The splicing and expression of sense genes may be regulated by antisense transcription via certain mechanisms, for instance, RNA masking, increased RNA polymerase II occupancy, transcriptional interference, and DNA replication interference [84, 85]. The ATP2C1 gene transcription site is partially overlapped with the ASTE1 gene (asteroid homolog 1) on the opposing strand in the human but not mouse genome. Therefore, the different SPCA1 deficiency responses between humans and mouse models may be caused by a negative regulatory effect of the ASTE1 gene on splicing and expression of the ATP2C1 gene through antisense transcription [72].
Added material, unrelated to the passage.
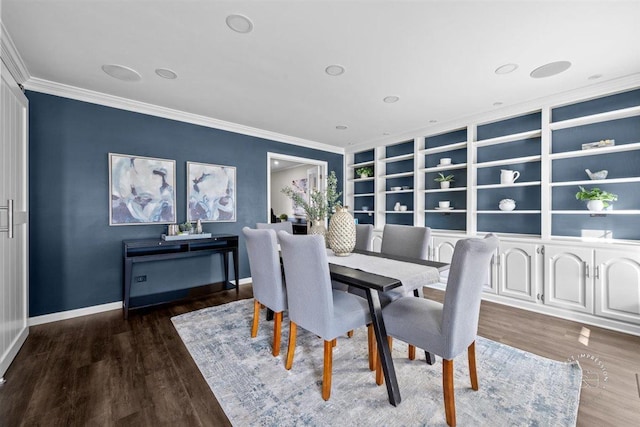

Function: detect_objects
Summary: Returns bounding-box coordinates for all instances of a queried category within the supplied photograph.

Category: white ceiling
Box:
[1,0,640,151]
The SPCA1 pump is crucial for Mn²⁺ detoxification by transporting Mn²⁺ from the cytoplasm into the Golgi [47]. Cytosolic overload and depletion of Golgi-hosted Mn²⁺ may lead to the loss of cell cycle control, genetic instability, and multinucleation [86]. Deficient Mn²⁺ homeostasis caused by ATP2C1 mutations may be the initial event in tumorigenesis in some HHD patients and Spca1 ^+/− mouse models [15, 86].

Conclusion

Acknowledging the three different classifications of HHD may help in understanding the clinical presentations and prognosis of HHD [24]. A close study of family history, clinical manifestations, and histologic and immunofluorescent examinations simplifies attempts to distinguish HHD from DD, PV, and other skin diseases. Mutation analysis provides valuable information to confirm clinical diagnoses [40]. Genetic studies, animal models, and functional analyses have supported the view that the ATP2C1 gene plays a vital role in the pathogenesis of HHD by regulating Ca²⁺/Mn²⁺ homeostasis [8, 9, 14–16]. Further investigations into the roles of Mn²⁺ in HHD with tumors [86], possible compensatory Ca²⁺ pumps for SPCA1 in nonlesional skin and noncutaneous tissues [46, 87], ATP2C1 mRNA expression levels in peripheral blood [71], genetic modifiers and environmental factors [2, 17, 76] may also help shed light on the pathogenetic mechanisms of HHD. Patients with atypical presentations and prenatal examinations may benefit from discovering novel ATP2C1 gene mutations and revealing the pathogenetic mechanisms of HHD [88, 89]. Therapies for this chronic and stubborn disease would include not only routine treatments such as corticosteroids, antibiotics, and surgical treatments [1], but also gene-targeted therapy.

Abbreviations

A

Actuator domain

ASTE1

Asteroid homolog 1

ATP

Adenosine triphosphate

ATP2C1

ATPase calcium–transporting type 2C member 1

C. elegans

Caenorhabditis elegans

DD

Darier disease

HHD

Hailey–Hailey disease

M

Transmembrane

N

Nucleotide–binding domain

P

Phosphorylation domain

PTCs

Premature termination codons

PV

Pemphigus vulgaris

SERCA

Sarcoplasmic/endoplasmic reticulum Ca²⁺–ATPase

SPCA

Secretory pathway Ca²⁺/Mn²⁺–ATPase

Compliance with ethical standards

Conflict of interest

The authors declare that they have no conflict of interest.